Review of Wolf Creek

Wolf Creek (2005)
7/10
Very severe (view at you own risk)
17 June 2009
It is impossible to love a film like Wolf Creek. It is perverted to the cinematic extreme. On the other hand it would be wrong to dismiss first time director/writer Greg Mclean as an ugly, incompetent storyteller. He was trying to adapt a true story for the screen, which is perfectly fine (movies do this all the time). Wolf Creek is an unhappy story, but it shows you just one of the many ways in which the world is not always pretty place.

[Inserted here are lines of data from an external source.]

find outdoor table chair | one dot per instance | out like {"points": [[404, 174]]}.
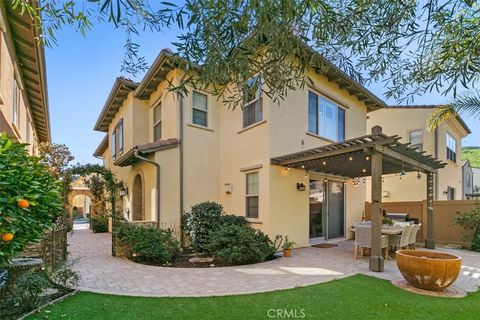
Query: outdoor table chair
{"points": [[413, 236], [401, 241], [363, 239]]}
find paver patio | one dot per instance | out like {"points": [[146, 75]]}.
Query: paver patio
{"points": [[100, 272]]}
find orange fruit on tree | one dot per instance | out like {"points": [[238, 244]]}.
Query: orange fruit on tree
{"points": [[7, 237], [23, 203]]}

The events on which this story is based took place ten years ago. We follow three kids in Australia who are taking a road trip to Wolf Creek, the sight of a famous meteor crater. On their way back, their car breaks down, leaving them stranded in the outback, That night they meet a stranger with a tow truck who offers to give them a tow back to his place where he will fix the car. He then holds them captive because he is a sadist and a killer. According to the film, they all managed to escape but only one survived.

The killer pretty much steals the movie in the second half. At first he is set up to be a sort of classic 'easy-going' outback Australian like Crodidile Dundee, and then suddenly he is not. Like many cinematic killers, this guy has really no motive for his Inhumanity, but the script suggests in a very small way that he hates tourists, and being subject to stereotypes. He truly is menacing, not necessarily well acted, but menacing.

Personally I don't much care for this category of Horror film, but Wolf Creek turns out to be surprisingly exceptional, but if you are gonna see it, prepare to be disturbed. It makes Texas Chainsaw Massacre look like Barney.